Géopolitique des empires (Gérard Chaliand & Jean-Pierre Rageau, 2012)

geopolitique des empiresEn deux-cent cinquante pages, balayer la géopolitique mondiale depuis Sargon (IIIème millénaire av. J-C)

Quatre millénaires d’histoire universelle dans le volume d’un petit roman, on est en droit d’émettre quelques doutes quant au réalisme de l’ambition affichée. Et de fait, l’ouvrage est forcément superficiel. On aborde les uns après les autres les grandes constructions géopolitiques, suivant une construction en trois parties  : L’Orient et l’Antiquité (qui malgré ce titre nous mène jusqu’à nos jours), L’Europe de l’Atlantique à l’Oural et à Vladivostok, et De quelques puissances aujourd’hui. Il suffit de 17 pages pour traiter de l’Egypte antique, de la Mésopotamie et de l’Iran, de Darius à Khomenei. C’est très sommaire, il s’agit à chaque fois d’évoquer quelques grands noms, quelques grandes batailles, et de mettre en évidence les rapports de force principaux.
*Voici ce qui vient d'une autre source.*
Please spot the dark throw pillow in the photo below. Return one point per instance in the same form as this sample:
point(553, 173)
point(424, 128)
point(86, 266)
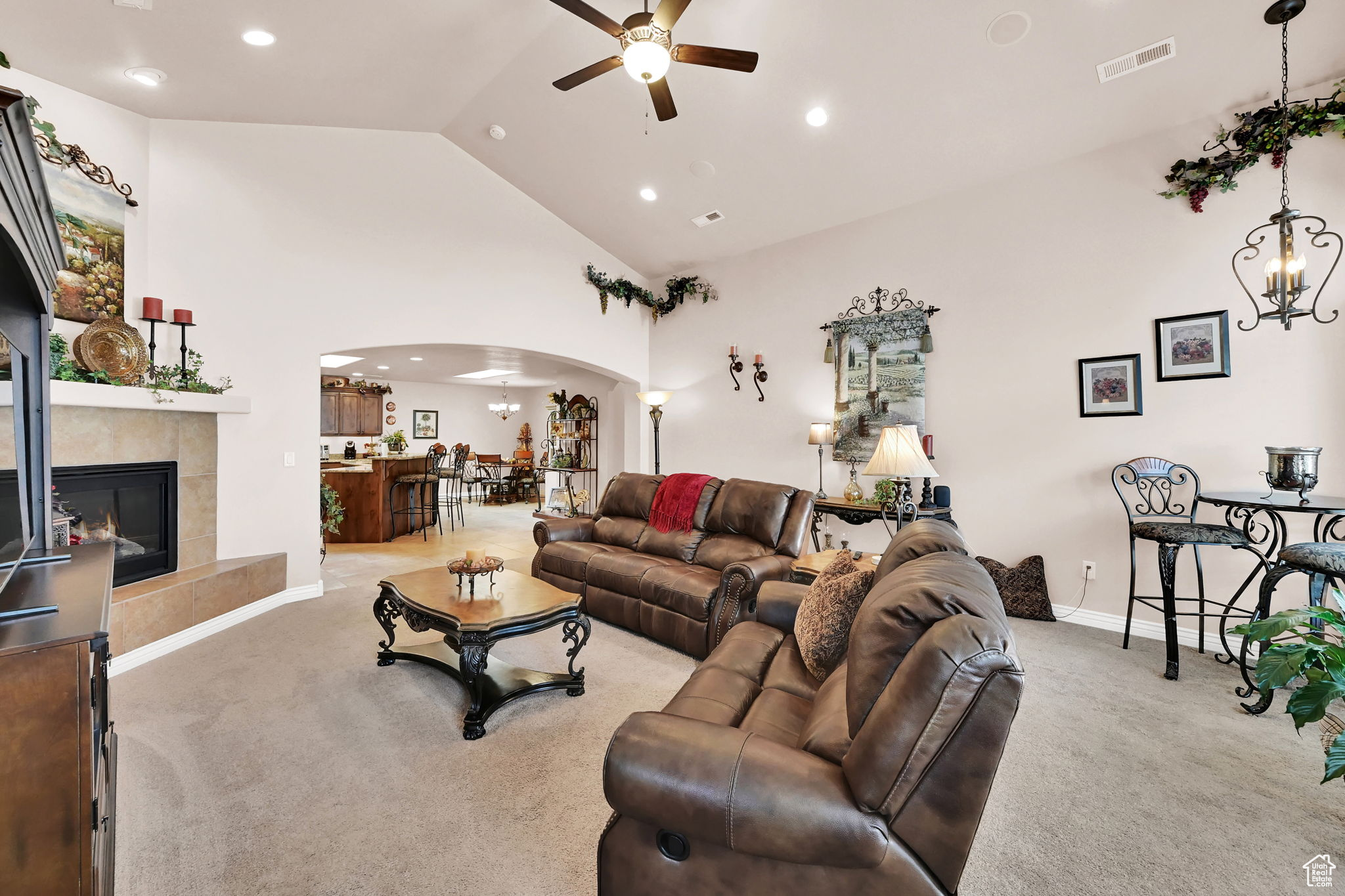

Rien sur l’Amérique précolombienne, pourtant riche de ses propres empires et civilisations, Zapotèques, Mayas, Incas…  Quasimment rien sur l’Afrique subsaharienne, balayée en deux pages sous l’intitulé « la dimension africaine de l’Islam ». On opposera peut-être que la zone d’influence des ensembles africains était bien plus réduite que celle d’Alexandre ou Gengis Khan, mais pourquoi alors dédier une section à la Corée et balayer en une phrase les empires du Ghana et du Mali, sans jamais évoquer le royaume zoulou de Chaka ? Il s’agit donc ici bel et bien de décrire la géopolitique des empires eurasiatiques, ce qui restreint déjà le propos.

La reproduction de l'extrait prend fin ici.